The overnight attack began at 08:25 (local time) with a pair of car bombs exploding in a popular area of Mogadishu where Somalis were relaxing at restaurants and hotels Thursday evening followed by a number of al-Shabaab gunmen who stormed buildings and fought off security forces.

As usual, the counter-terror unit of the National Intelligence and Security Agency (NISA) and the U.S.-trained elite force known as Alpha Group which contains units of Gaashaan and Waran were supposed to step in within minutes after the first car bomb. But that did not happen until midday next day on Friday.

As the terrorist attackers went into their rampage killing of people inside Hillaac Restaurant and Shideye House, the first officers from NISA now dissolved into the police responded.

Police-NISA soldiers carry an injured officer before they were recalled from the Friday operation in Mogadishu’s Maka al Mukarama hotel. 

At that moment Alpha Group officers, Somalia’s best and most highly trained men, based near the Mogadishu airport and the former spy headquarter known as ‘Habar Kadija House‘ were on standby waiting for their officers’ green light to proceed.

But there was one main condition for the fearsome unit to get involve: the operation command should be under them and all other forces be recalled from the place of the attack.

“As the news of car bombing spread, we first received first call 30 minutes later indicating that gunmen entered the building. We did not step in as we did not want to involve with the NISA guys,” says Col. Omar who does not want his other names be mentioned.

Then discussions heated up with some top security officers at the Internal Security Ministry and NISA operations command demanding Alpha Group to come in as a quick-reaction force. The response was negative again from the CIA-trained balaclavas wearing men.

Somali soldiers stand guard at a destroyed building in Mogadishu, Somalia, Friday, March 1, 2019. following attacks. | PHOTO AP.
Soldiers from Police/NISA stand guard at a destroyed building in Mogadishu, Somalia, Friday, March 1, 2019. following attacks. | PHOTO AP. 

“The reason why we declined was due to our past experience with the police and other NISA soldiers. They are incompetent. There is a lack of trust among us,” Col. Omar adds.

Gun argument

On the morning of Friday, the NISA-turned-police unit led by two former al-Shabaab defector officers engaged in a gun argument with other soldiers from the rapid reinforcement force, a unit within the counter-terrorism police.

A security source familiar with the operation attributes the argument to a known culture of officers benefiting from recovered guns from eliminated terrorists.

“Every officer competes to be part of the operation to get his share of guns from killed al-Shabaab,” the security source tells Horn Globe News.

“It is a money making culture for the soldiers in the operation. They take away with the recovered weapons to sell it in black market,” the source addss.

Weapons dealers in Mogadishu who have a good connection to police and NISA officers usually purchase the guns. An AK-47 rifle is priced between USD1,000 to USD1,200 in Mogadishu, according to Mohamed Nur, a dealer in Mogadishu.
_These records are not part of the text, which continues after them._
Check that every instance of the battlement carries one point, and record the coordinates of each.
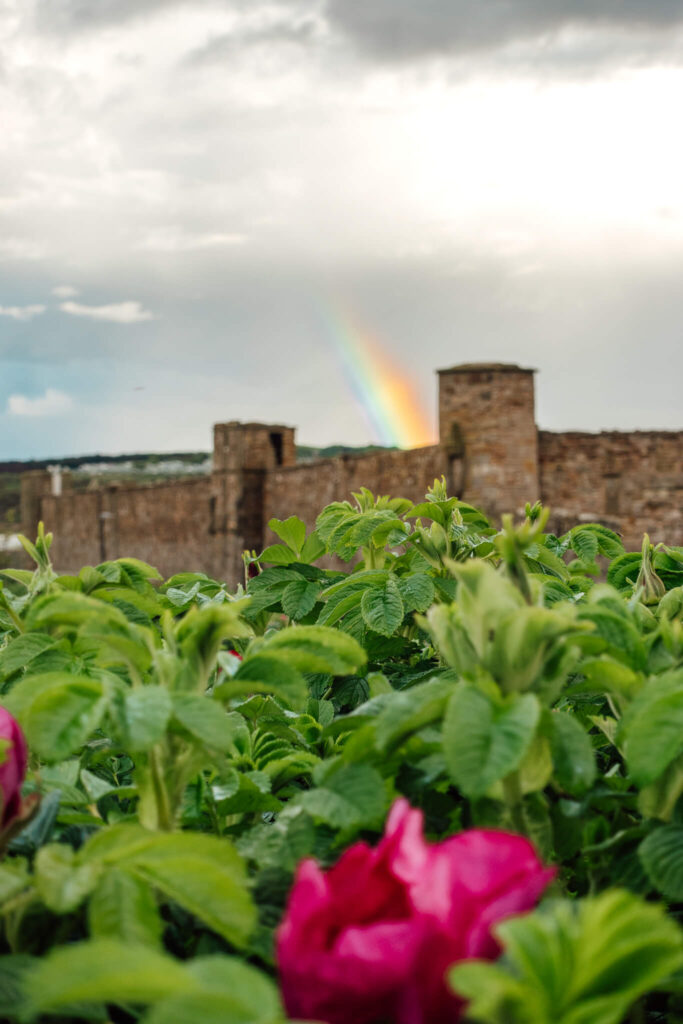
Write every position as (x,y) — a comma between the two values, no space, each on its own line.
(489,450)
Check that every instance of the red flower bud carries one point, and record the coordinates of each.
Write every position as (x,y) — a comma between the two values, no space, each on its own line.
(372,939)
(13,761)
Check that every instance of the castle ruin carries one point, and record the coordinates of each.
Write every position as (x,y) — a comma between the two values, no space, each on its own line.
(489,451)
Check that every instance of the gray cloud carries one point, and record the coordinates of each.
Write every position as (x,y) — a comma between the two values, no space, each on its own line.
(297,33)
(402,29)
(86,14)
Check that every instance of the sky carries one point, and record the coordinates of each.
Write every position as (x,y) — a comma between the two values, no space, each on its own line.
(207,207)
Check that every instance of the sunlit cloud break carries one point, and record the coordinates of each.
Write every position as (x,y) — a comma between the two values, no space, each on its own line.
(116,312)
(22,312)
(53,402)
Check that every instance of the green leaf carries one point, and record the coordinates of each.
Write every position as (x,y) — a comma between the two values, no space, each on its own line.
(382,607)
(12,980)
(483,742)
(585,543)
(61,719)
(572,754)
(409,711)
(316,648)
(137,567)
(103,971)
(417,592)
(71,609)
(13,879)
(205,876)
(251,795)
(123,907)
(312,549)
(205,720)
(292,531)
(651,730)
(299,597)
(278,554)
(231,992)
(62,883)
(352,797)
(574,963)
(264,674)
(19,652)
(623,572)
(146,713)
(662,856)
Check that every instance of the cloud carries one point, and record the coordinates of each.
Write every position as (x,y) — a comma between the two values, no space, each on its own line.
(66,291)
(116,312)
(22,312)
(283,31)
(173,240)
(53,402)
(402,29)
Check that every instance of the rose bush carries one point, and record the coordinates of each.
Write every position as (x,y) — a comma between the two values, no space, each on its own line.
(13,762)
(372,938)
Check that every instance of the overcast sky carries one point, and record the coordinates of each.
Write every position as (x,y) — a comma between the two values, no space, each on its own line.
(188,190)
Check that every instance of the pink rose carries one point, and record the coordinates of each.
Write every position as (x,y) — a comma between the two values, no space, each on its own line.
(371,939)
(13,761)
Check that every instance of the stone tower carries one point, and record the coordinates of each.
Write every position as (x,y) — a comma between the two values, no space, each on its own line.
(243,454)
(487,428)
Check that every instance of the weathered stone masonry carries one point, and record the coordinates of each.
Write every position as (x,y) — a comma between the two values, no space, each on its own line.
(489,451)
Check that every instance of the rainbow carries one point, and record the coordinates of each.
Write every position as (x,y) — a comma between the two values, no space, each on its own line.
(382,389)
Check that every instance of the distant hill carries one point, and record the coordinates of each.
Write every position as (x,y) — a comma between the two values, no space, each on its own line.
(145,466)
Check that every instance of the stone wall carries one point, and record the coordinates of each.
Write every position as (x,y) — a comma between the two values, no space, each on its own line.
(632,482)
(487,427)
(491,453)
(306,488)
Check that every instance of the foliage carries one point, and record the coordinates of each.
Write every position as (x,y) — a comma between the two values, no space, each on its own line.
(190,745)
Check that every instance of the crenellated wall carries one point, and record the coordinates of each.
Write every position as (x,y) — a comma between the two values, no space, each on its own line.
(630,481)
(489,451)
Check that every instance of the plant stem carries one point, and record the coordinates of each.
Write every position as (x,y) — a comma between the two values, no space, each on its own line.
(513,799)
(164,812)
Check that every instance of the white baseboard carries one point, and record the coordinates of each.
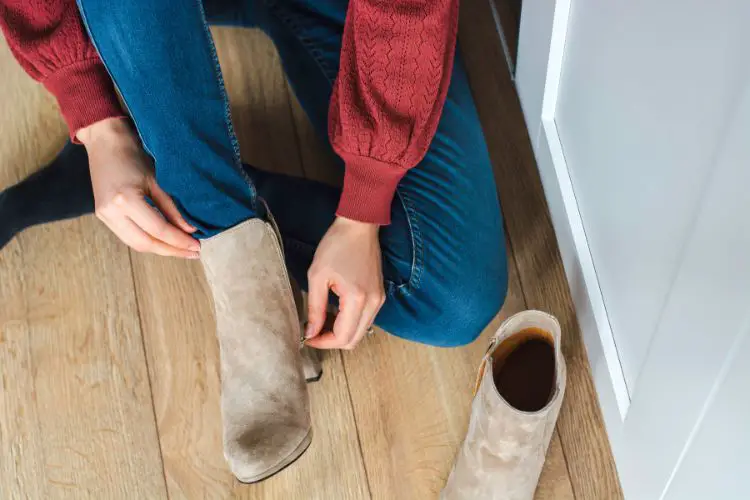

By midday on Friday, Alpha Group unit arrived at the Maka al Mukarama hotel and begun chasing the other soldiers away from the scene. All other officers including the NISA-police were recalled back to Waberi Police Station.

“The situation was a mess when we arrived,” Col. Omar tells Horn Globe News.

“We executed the operation in our own way. And after four hours we eliminated all the four attackers,” Col Omar says. “We have rescued about 35 people from the buildings.”

But that was more than 20 hours from the time of the first attack leaving nearly 30 dead and about 112 injured and perhaps more lives could have been saved if the officers staged earlier.